Winston Churchill once said that the British and American peoples were ‘separated by a common language’. North Americans and people who live on the British Isles speak English, but many times we use different words for specific actions or items, or use the same word with different meanings.

In 1983 Marina and I went to the United States to complete our missionary training. A few weeks after we arrived we bought a car from a local farmer for $125. It was a huge, 1967 Pontiac Catalina with a 400 inch/????cc engine. Gas-guzzler/petrol drinker, I think, is the right term! As we were returning to the missionary training centre/center, a State trooper patrol car came up behind us with flashing lights and instructed us to pull in to the side of the road.

The reason the patrol car had pulled us over was because the inspection ticket on the windscreen/windshield was out of date. But I thought he had pulled us over because the car was making so much noise.

As a trooper got out of his car and made his way along the driver’s side of our car I opened my window, and as he came level I started to hastily explain to him, in a thick Northern Irish brogue, ‘I’ve just bought the car, and the exhaust fell off and I put it in the boot.’

With a mystified look the trooper glanced at Marina, and then into the back seat, where Peter and Laura were sitting, and then looked back at me and said, ‘Are you French?’

I should, of course, have said, in American English, ‘the muffler fell off and I put it in the trunk.’

Today I discovered another word that illustrates how North Americans and Brits are still separated by a common language - it was the word ‘factoid’. To a North American it means: a brief or trivial item of information, but for someone from the United Kingdom it means: an item of unreliable information that is repeated so often that it becomes accepted as fact, (Oxford English Dictionary).

I came across the word in a World Bank report that I had downloaded from the internet.

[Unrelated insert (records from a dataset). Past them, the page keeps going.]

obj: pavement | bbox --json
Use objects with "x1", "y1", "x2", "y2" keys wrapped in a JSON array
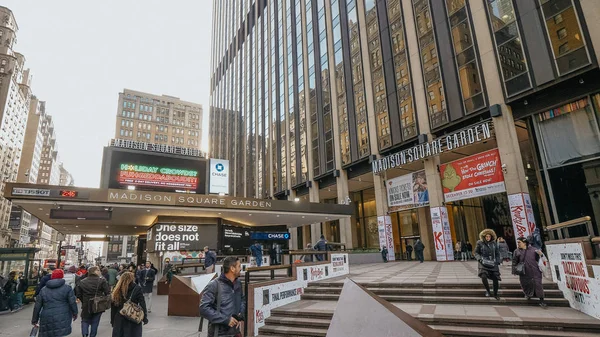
[{"x1": 0, "y1": 290, "x2": 204, "y2": 337}]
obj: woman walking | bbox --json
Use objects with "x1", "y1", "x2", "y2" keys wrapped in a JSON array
[
  {"x1": 111, "y1": 271, "x2": 148, "y2": 337},
  {"x1": 497, "y1": 237, "x2": 510, "y2": 266},
  {"x1": 513, "y1": 237, "x2": 546, "y2": 307},
  {"x1": 31, "y1": 269, "x2": 78, "y2": 337},
  {"x1": 475, "y1": 229, "x2": 502, "y2": 300}
]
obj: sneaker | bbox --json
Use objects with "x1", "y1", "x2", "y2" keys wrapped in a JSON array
[
  {"x1": 485, "y1": 291, "x2": 490, "y2": 297},
  {"x1": 525, "y1": 296, "x2": 531, "y2": 300},
  {"x1": 495, "y1": 296, "x2": 501, "y2": 300},
  {"x1": 539, "y1": 302, "x2": 548, "y2": 308}
]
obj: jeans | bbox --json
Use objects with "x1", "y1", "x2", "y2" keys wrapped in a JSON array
[
  {"x1": 16, "y1": 292, "x2": 23, "y2": 307},
  {"x1": 416, "y1": 251, "x2": 424, "y2": 263},
  {"x1": 143, "y1": 292, "x2": 152, "y2": 312},
  {"x1": 461, "y1": 252, "x2": 467, "y2": 261},
  {"x1": 81, "y1": 312, "x2": 102, "y2": 337}
]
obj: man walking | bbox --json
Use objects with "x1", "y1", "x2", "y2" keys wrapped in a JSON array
[
  {"x1": 200, "y1": 256, "x2": 246, "y2": 337},
  {"x1": 414, "y1": 239, "x2": 425, "y2": 263},
  {"x1": 250, "y1": 242, "x2": 263, "y2": 267},
  {"x1": 204, "y1": 246, "x2": 217, "y2": 273},
  {"x1": 141, "y1": 261, "x2": 156, "y2": 313},
  {"x1": 107, "y1": 264, "x2": 118, "y2": 289},
  {"x1": 406, "y1": 244, "x2": 413, "y2": 261},
  {"x1": 76, "y1": 266, "x2": 110, "y2": 337},
  {"x1": 314, "y1": 235, "x2": 328, "y2": 261},
  {"x1": 16, "y1": 272, "x2": 27, "y2": 308}
]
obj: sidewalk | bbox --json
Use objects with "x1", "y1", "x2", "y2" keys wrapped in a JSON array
[{"x1": 0, "y1": 290, "x2": 204, "y2": 337}]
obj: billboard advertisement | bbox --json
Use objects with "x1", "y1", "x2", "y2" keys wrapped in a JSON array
[
  {"x1": 430, "y1": 206, "x2": 453, "y2": 261},
  {"x1": 209, "y1": 158, "x2": 230, "y2": 194},
  {"x1": 508, "y1": 192, "x2": 537, "y2": 241},
  {"x1": 386, "y1": 170, "x2": 429, "y2": 212},
  {"x1": 440, "y1": 149, "x2": 505, "y2": 202},
  {"x1": 103, "y1": 148, "x2": 207, "y2": 193},
  {"x1": 377, "y1": 216, "x2": 395, "y2": 261}
]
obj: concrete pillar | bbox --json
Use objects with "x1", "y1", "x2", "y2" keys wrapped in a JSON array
[{"x1": 580, "y1": 0, "x2": 600, "y2": 67}]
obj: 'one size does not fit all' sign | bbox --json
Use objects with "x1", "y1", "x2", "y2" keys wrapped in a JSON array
[{"x1": 150, "y1": 224, "x2": 202, "y2": 251}]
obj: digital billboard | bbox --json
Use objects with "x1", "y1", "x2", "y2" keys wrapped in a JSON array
[{"x1": 101, "y1": 148, "x2": 207, "y2": 193}]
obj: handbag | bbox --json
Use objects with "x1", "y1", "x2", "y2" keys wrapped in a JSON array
[
  {"x1": 29, "y1": 325, "x2": 39, "y2": 337},
  {"x1": 480, "y1": 242, "x2": 497, "y2": 268},
  {"x1": 514, "y1": 248, "x2": 528, "y2": 276},
  {"x1": 120, "y1": 286, "x2": 145, "y2": 324},
  {"x1": 90, "y1": 280, "x2": 111, "y2": 313}
]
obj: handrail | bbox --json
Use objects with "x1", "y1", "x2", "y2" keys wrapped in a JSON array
[{"x1": 545, "y1": 216, "x2": 591, "y2": 231}]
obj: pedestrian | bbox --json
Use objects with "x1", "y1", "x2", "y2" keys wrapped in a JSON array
[
  {"x1": 475, "y1": 229, "x2": 502, "y2": 300},
  {"x1": 466, "y1": 241, "x2": 474, "y2": 259},
  {"x1": 513, "y1": 237, "x2": 547, "y2": 308},
  {"x1": 269, "y1": 245, "x2": 277, "y2": 265},
  {"x1": 140, "y1": 261, "x2": 155, "y2": 313},
  {"x1": 528, "y1": 227, "x2": 543, "y2": 251},
  {"x1": 455, "y1": 241, "x2": 462, "y2": 261},
  {"x1": 110, "y1": 272, "x2": 148, "y2": 337},
  {"x1": 314, "y1": 235, "x2": 328, "y2": 261},
  {"x1": 64, "y1": 266, "x2": 77, "y2": 289},
  {"x1": 163, "y1": 258, "x2": 174, "y2": 284},
  {"x1": 381, "y1": 246, "x2": 389, "y2": 263},
  {"x1": 31, "y1": 269, "x2": 78, "y2": 337},
  {"x1": 303, "y1": 243, "x2": 314, "y2": 263},
  {"x1": 135, "y1": 265, "x2": 143, "y2": 285},
  {"x1": 16, "y1": 271, "x2": 27, "y2": 308},
  {"x1": 461, "y1": 241, "x2": 468, "y2": 262},
  {"x1": 199, "y1": 256, "x2": 246, "y2": 337},
  {"x1": 3, "y1": 271, "x2": 17, "y2": 311},
  {"x1": 116, "y1": 265, "x2": 125, "y2": 281},
  {"x1": 101, "y1": 267, "x2": 109, "y2": 281},
  {"x1": 406, "y1": 244, "x2": 413, "y2": 261},
  {"x1": 75, "y1": 265, "x2": 88, "y2": 288},
  {"x1": 76, "y1": 266, "x2": 110, "y2": 337},
  {"x1": 250, "y1": 242, "x2": 263, "y2": 267},
  {"x1": 35, "y1": 269, "x2": 52, "y2": 297},
  {"x1": 497, "y1": 237, "x2": 510, "y2": 265},
  {"x1": 204, "y1": 246, "x2": 217, "y2": 273},
  {"x1": 414, "y1": 239, "x2": 425, "y2": 263},
  {"x1": 108, "y1": 264, "x2": 118, "y2": 289}
]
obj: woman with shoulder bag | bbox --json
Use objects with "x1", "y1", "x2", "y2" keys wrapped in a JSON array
[
  {"x1": 111, "y1": 272, "x2": 148, "y2": 337},
  {"x1": 512, "y1": 237, "x2": 546, "y2": 308},
  {"x1": 474, "y1": 229, "x2": 502, "y2": 300}
]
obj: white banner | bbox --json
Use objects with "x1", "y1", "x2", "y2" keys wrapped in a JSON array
[
  {"x1": 508, "y1": 193, "x2": 536, "y2": 241},
  {"x1": 546, "y1": 243, "x2": 600, "y2": 320},
  {"x1": 386, "y1": 174, "x2": 413, "y2": 207},
  {"x1": 209, "y1": 158, "x2": 229, "y2": 194},
  {"x1": 430, "y1": 207, "x2": 452, "y2": 261},
  {"x1": 440, "y1": 207, "x2": 454, "y2": 260},
  {"x1": 377, "y1": 216, "x2": 395, "y2": 261}
]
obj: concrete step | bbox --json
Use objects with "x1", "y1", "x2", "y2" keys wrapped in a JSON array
[
  {"x1": 312, "y1": 281, "x2": 560, "y2": 290},
  {"x1": 258, "y1": 325, "x2": 327, "y2": 337},
  {"x1": 433, "y1": 325, "x2": 600, "y2": 337},
  {"x1": 303, "y1": 286, "x2": 565, "y2": 298},
  {"x1": 300, "y1": 293, "x2": 570, "y2": 306},
  {"x1": 269, "y1": 309, "x2": 600, "y2": 333}
]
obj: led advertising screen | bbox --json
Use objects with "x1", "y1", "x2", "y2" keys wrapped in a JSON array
[{"x1": 102, "y1": 148, "x2": 207, "y2": 193}]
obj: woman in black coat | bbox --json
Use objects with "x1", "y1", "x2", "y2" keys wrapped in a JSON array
[
  {"x1": 111, "y1": 271, "x2": 148, "y2": 337},
  {"x1": 475, "y1": 229, "x2": 502, "y2": 300},
  {"x1": 31, "y1": 269, "x2": 78, "y2": 337}
]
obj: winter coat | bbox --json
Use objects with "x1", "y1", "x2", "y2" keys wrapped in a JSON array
[
  {"x1": 381, "y1": 248, "x2": 388, "y2": 260},
  {"x1": 414, "y1": 241, "x2": 425, "y2": 252},
  {"x1": 108, "y1": 268, "x2": 118, "y2": 287},
  {"x1": 250, "y1": 244, "x2": 263, "y2": 259},
  {"x1": 139, "y1": 268, "x2": 156, "y2": 294},
  {"x1": 455, "y1": 242, "x2": 462, "y2": 252},
  {"x1": 528, "y1": 228, "x2": 543, "y2": 250},
  {"x1": 3, "y1": 278, "x2": 16, "y2": 294},
  {"x1": 199, "y1": 274, "x2": 246, "y2": 337},
  {"x1": 461, "y1": 242, "x2": 468, "y2": 253},
  {"x1": 498, "y1": 241, "x2": 510, "y2": 260},
  {"x1": 512, "y1": 246, "x2": 544, "y2": 299},
  {"x1": 32, "y1": 279, "x2": 78, "y2": 337},
  {"x1": 204, "y1": 250, "x2": 217, "y2": 268},
  {"x1": 314, "y1": 239, "x2": 328, "y2": 251},
  {"x1": 111, "y1": 282, "x2": 147, "y2": 337},
  {"x1": 35, "y1": 274, "x2": 51, "y2": 296},
  {"x1": 76, "y1": 274, "x2": 110, "y2": 319},
  {"x1": 17, "y1": 276, "x2": 27, "y2": 293},
  {"x1": 475, "y1": 229, "x2": 501, "y2": 280}
]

There was a link to a web page entitled, ‘50 Factoids on Africa’. I immediately thought that it was a list of 50 myths or fabrications about Africa, but, as it turned out, it was actually a list of statistics and generally reliable information, so the author definitely had to be a North American.

It was a good reminder that when writing, or translating, it is paramount to be always thinking about your audience and what people are going to understand from what they are reading. We cannot just assume that because we know what a particular word or phrase means that everyone else is going to take the same meaning from it.

Anyway, I have listed a few interesting ‘factoids’ (accurate, just in case you are confused) for your perusal. Dozens more here.

* Crude oil comprises more than half of total Africa’s exports.

* Niger has the highest proportion of men in its labor force (95.1%); Namibia has the lowest (62.7%).

* In Swaziland more than one in every three 15-49 year olds has contracted HIV (33.4%); the rate is six in every thousand in Mauritania.

* Mauritius has the highest life expectancy (73 years); Botswana has the lowest (35 years).

* The Seychelles have the highest adult literacy rate (92%); Mali and Burkina Faso have the lowest (24%).

* In Sierra Leone two women die for every 100 live births; in Mauritius 24 die per 100,000 live births.

* In Niger 2 persons in 1,000 are Internet users.

* Liberia has three phone lines per 1,000 people; the Seychelles has 93 per 100 people.